Der Klang eines eingeschalteten Ventilators zum Beispiel eignet sich besonders gut, um damit unliebsame Geräusche zu verdrängen. Der Effekt dahinter ist das sogenannte „Weiße Rauschen“, bei dem zeitgleich viele unterschiedliche Schwingungen innerhalb eines Frequenzbands (mit konstantem Leistungsdichtespektrum) emittiert werden. Die Farbanalogie des Namens stammt im übertragenen Sinne vom weißen Licht ab. Der optische Eindruck für Weiß entsteht durch die Überlagerung aller Spektralfarben. Auf einem Monitor wird diese durch die additive Mischung von rotem, grünem und blauem Licht gleicher Intensität generiert. Die Verwendung von breitbandigen Hintergrundgeräuschen hat jedoch nur Aussicht auf Erfolg, wenn diese angenehmer als der Tinnitus empfunden werden. So gibt es Betroffene, denen ein weißes Rauschen hilft, während andere eher ein sanfteres rosa Rauschen oder Naturgeräusche bevorzugen. Dabei sollte bei der Lautstärkeneinstellung darauf geachtet werden, dass das Gegengeräusch den Tinnitus nicht übertönt, sondern vielmehr einbettet. Dieser Ansatz fördert das Erlernen der Akzeptanz des Ohrgeräuschs. Bei Monos existiert zusätzlich eine qualitative Besonderheit, die einem bewusst sein sollte, wenn Erfahrungsberichte über die Wirksamkeit von Hintergrundgeräuschen gelesen werden:
Bei einem normal Hörenden wird der Tinnitus aktiv von zum Beispiel weißem Rauschen auf dem betroffenen Ohr eingebettet. Bei einem Mono können über das vom Tinnitus betroffene taube Ohr keine Umgebungsgeräusche aufgenommen werden. Die Hintergrundgeräusche werden somit über das gesunde Ohr erfasst. Die Wahrnehmungsseite des Rauschens ist somit eine andere als die des Tinnitus.

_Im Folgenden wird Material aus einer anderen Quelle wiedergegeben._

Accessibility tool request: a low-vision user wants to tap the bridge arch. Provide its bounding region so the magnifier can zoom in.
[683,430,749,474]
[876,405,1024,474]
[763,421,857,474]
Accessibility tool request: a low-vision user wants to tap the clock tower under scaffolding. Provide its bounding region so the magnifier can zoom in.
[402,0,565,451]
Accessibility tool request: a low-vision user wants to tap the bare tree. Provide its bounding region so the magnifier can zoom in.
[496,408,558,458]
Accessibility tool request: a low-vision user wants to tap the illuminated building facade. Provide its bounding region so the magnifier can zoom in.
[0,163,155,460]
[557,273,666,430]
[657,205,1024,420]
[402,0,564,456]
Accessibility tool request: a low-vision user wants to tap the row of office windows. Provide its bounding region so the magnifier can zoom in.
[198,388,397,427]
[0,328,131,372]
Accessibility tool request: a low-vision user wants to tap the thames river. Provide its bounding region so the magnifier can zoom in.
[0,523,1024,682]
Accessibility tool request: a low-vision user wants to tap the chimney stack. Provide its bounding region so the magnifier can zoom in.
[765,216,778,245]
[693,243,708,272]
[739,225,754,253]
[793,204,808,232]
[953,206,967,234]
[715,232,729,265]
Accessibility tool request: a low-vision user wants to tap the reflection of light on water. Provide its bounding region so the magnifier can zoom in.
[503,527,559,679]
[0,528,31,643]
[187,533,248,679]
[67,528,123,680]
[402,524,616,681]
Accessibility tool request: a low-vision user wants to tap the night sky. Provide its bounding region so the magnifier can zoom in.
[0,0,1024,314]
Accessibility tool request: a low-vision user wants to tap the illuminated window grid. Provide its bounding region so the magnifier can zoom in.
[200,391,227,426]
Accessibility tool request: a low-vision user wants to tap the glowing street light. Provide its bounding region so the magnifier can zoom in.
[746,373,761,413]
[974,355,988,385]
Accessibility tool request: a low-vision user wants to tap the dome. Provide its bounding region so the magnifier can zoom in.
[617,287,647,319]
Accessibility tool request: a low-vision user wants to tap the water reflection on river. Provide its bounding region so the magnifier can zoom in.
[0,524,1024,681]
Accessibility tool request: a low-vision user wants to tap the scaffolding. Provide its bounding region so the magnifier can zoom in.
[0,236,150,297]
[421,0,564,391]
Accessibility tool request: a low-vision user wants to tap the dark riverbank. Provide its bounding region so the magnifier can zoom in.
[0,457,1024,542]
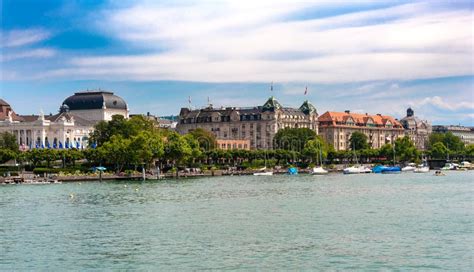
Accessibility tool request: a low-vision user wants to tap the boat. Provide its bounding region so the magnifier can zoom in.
[342,142,372,174]
[402,163,416,172]
[413,164,430,173]
[253,171,273,176]
[372,165,401,174]
[287,167,298,175]
[441,162,456,170]
[311,166,329,175]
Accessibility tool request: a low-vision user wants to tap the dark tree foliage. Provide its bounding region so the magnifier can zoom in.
[349,131,369,150]
[273,128,316,151]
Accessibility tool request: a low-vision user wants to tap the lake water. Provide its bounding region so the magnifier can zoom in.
[0,172,474,271]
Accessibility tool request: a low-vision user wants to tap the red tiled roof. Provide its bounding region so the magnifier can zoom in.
[318,111,402,127]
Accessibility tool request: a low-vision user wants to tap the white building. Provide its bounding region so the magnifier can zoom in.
[0,91,128,150]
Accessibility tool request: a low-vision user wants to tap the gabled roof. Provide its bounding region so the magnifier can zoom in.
[300,100,317,115]
[262,96,282,111]
[318,111,402,127]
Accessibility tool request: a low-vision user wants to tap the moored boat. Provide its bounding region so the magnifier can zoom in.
[311,166,329,175]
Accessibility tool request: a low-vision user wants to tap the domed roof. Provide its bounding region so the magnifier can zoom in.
[63,91,128,111]
[262,96,282,111]
[300,100,317,115]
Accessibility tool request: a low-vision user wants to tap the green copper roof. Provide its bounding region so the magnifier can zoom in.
[263,96,281,111]
[300,100,316,115]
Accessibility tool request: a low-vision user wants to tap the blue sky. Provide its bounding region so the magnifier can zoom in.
[0,0,474,126]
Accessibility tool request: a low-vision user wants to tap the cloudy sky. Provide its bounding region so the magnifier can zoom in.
[0,0,474,125]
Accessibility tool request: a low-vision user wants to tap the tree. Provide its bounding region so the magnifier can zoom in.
[273,128,316,151]
[430,142,449,159]
[349,131,369,150]
[303,136,329,164]
[0,132,19,152]
[189,128,217,151]
[89,115,154,146]
[429,132,465,154]
[98,135,132,173]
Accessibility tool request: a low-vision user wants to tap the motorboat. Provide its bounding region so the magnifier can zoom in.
[413,165,430,173]
[253,168,273,176]
[311,166,329,175]
[287,167,298,176]
[441,162,456,170]
[342,166,366,174]
[402,163,416,172]
[253,172,273,176]
[372,165,401,174]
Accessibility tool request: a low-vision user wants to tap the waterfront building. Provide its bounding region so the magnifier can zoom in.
[318,110,404,150]
[176,96,318,149]
[0,100,94,150]
[216,140,250,150]
[63,90,129,122]
[400,108,432,150]
[433,125,474,145]
[0,91,128,150]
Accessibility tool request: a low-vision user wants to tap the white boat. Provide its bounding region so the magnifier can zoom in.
[253,171,273,176]
[413,165,430,173]
[402,163,416,172]
[311,166,329,175]
[343,166,364,174]
[311,142,329,175]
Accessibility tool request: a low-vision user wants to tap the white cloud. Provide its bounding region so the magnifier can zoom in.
[0,48,56,61]
[33,1,474,83]
[0,29,51,47]
[413,96,474,111]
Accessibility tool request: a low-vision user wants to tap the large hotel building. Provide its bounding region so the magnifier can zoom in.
[318,111,404,150]
[176,97,318,149]
[0,91,129,150]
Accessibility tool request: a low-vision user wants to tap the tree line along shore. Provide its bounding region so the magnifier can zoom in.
[0,116,474,177]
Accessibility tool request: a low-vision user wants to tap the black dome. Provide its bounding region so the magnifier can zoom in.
[63,91,127,110]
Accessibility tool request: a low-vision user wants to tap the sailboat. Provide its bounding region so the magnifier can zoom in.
[311,143,329,175]
[342,142,372,174]
[413,154,430,173]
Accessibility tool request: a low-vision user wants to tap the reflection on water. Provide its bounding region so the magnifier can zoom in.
[0,172,474,271]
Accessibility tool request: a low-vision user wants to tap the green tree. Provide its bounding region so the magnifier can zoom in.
[273,128,316,151]
[189,128,217,151]
[349,131,369,150]
[429,132,465,154]
[98,135,131,173]
[303,136,328,164]
[0,132,19,152]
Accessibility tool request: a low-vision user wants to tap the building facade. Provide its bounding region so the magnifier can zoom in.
[400,108,432,150]
[318,111,404,151]
[433,125,474,145]
[63,91,129,122]
[0,92,128,150]
[176,97,318,149]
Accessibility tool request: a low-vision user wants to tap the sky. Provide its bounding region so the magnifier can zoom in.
[0,0,474,126]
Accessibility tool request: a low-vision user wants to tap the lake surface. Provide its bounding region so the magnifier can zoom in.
[0,172,474,271]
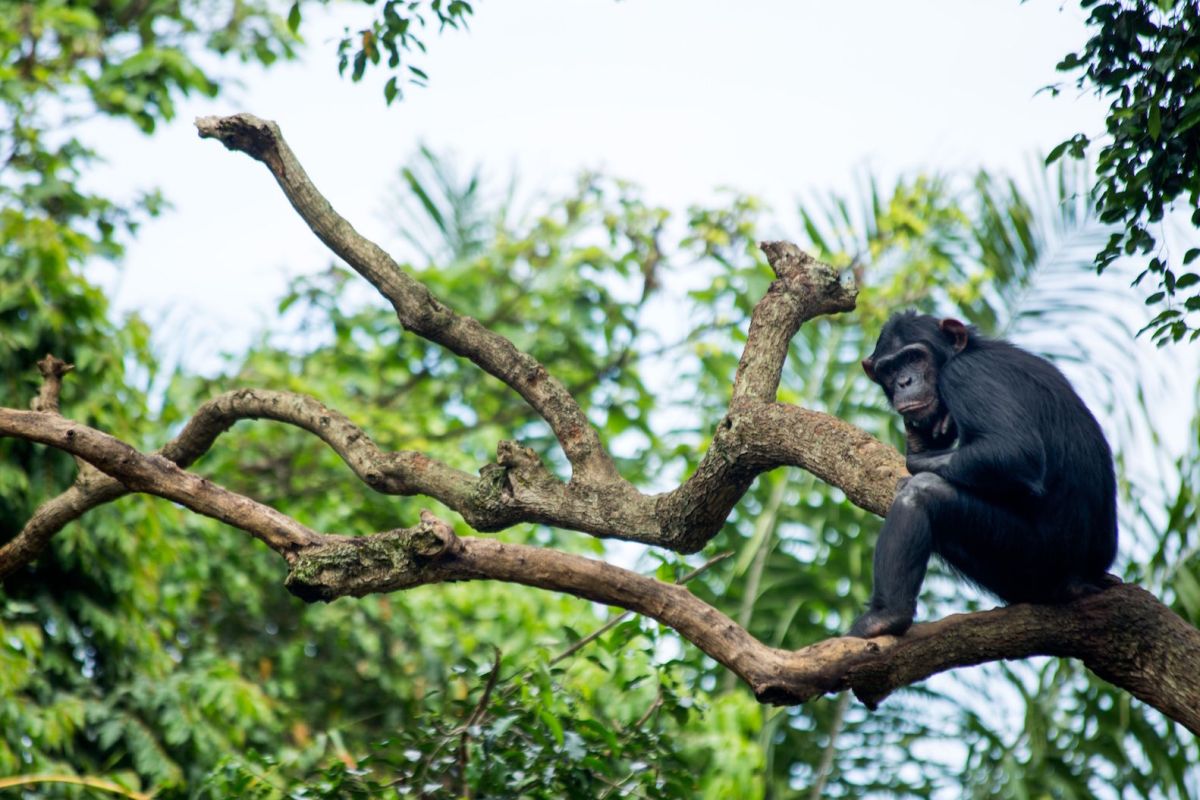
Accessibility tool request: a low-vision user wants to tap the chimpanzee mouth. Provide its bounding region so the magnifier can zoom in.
[896,401,934,416]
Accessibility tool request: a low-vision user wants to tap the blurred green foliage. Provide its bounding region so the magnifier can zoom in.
[1046,0,1200,343]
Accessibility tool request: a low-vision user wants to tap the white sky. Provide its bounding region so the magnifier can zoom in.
[94,0,1103,362]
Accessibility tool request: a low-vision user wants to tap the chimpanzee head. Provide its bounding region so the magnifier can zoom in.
[863,311,970,428]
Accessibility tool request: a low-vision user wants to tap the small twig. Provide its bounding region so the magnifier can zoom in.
[30,354,74,414]
[544,551,733,681]
[809,692,850,800]
[458,648,500,800]
[0,775,150,800]
[630,685,662,730]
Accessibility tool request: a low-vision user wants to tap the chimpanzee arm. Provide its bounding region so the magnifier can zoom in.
[906,433,1045,497]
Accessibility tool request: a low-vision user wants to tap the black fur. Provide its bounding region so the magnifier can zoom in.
[850,312,1117,637]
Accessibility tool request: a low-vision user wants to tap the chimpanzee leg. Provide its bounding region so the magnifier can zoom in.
[847,473,958,638]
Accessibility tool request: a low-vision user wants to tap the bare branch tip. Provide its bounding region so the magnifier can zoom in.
[30,353,74,414]
[194,113,281,160]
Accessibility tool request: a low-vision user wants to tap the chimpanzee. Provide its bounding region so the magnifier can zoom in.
[848,311,1117,638]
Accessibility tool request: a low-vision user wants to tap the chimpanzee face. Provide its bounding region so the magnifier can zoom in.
[863,342,941,427]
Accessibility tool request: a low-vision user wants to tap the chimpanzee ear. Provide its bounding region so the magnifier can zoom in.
[937,317,967,353]
[863,359,880,383]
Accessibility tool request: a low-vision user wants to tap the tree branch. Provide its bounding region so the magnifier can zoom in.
[0,408,320,557]
[196,114,878,553]
[287,513,1200,733]
[196,114,619,483]
[0,409,1200,733]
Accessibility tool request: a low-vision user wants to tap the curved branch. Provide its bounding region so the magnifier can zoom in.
[196,114,619,483]
[287,520,1200,733]
[0,386,476,579]
[0,409,1200,733]
[0,408,320,558]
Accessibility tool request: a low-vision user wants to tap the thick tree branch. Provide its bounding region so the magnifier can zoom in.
[0,386,476,579]
[0,402,1200,733]
[287,515,1200,733]
[196,114,619,483]
[0,408,319,557]
[189,114,883,552]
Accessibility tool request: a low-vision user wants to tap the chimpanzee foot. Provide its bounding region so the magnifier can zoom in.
[846,608,912,639]
[1063,573,1121,602]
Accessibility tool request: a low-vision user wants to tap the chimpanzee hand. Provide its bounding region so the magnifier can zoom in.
[905,450,955,475]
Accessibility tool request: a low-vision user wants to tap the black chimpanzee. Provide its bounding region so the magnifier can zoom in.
[850,311,1117,637]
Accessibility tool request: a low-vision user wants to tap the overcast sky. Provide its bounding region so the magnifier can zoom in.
[91,0,1103,361]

Dennoch lässt sich für einen Mono mit etwas Übung der Freiraum des Ohrgeräusches im Bewusstsein mit Rauschen einschränken. Übrigens gibt es inzwischen eine Vielzahl von Apps, mit denen ein weißes Rauschen abspielbar ist.
8) Nimm Unterstützung an
Die Akzeptanz des Tinnitus kann eine sehr hohe Herausforderung darstellen, die häufig erst durch einen längeren Verarbeitungs- und Gewöhnungsprozess lösbar ist. Der Weg ans Ziel muss dabei nicht alleine gegangen werden. Durch Gespräche mit Freunden, Familie und anderen Betroffenen kann das Thema reflektiert, Lösungsansätze gefunden und das Wohlbefinden gesteigert werden. Zusätzlich kann professionelle Unterstützung dabei helfen, dass der Weg zur Akzeptanz des Tinnitus weniger steinig ausfällt und schneller von einem selbst begangen werden kann. Hierzu gibt es eine Vielzahl von Möglichkeiten, zum Beispiel in Form von Selbsthilfegruppen, einer Reha oder psychologischen Therapieansätzen.
9) Technische Hilfsmittel
Der Einsatz eines Cochlea Implantats kann einem Mono helfen, den Tinnitus auf der ertaubten Seite zu reduzieren. Im Verlauf des Buches werde ich auf meine persönlichen Erfahrungen noch ausführlich eingehen.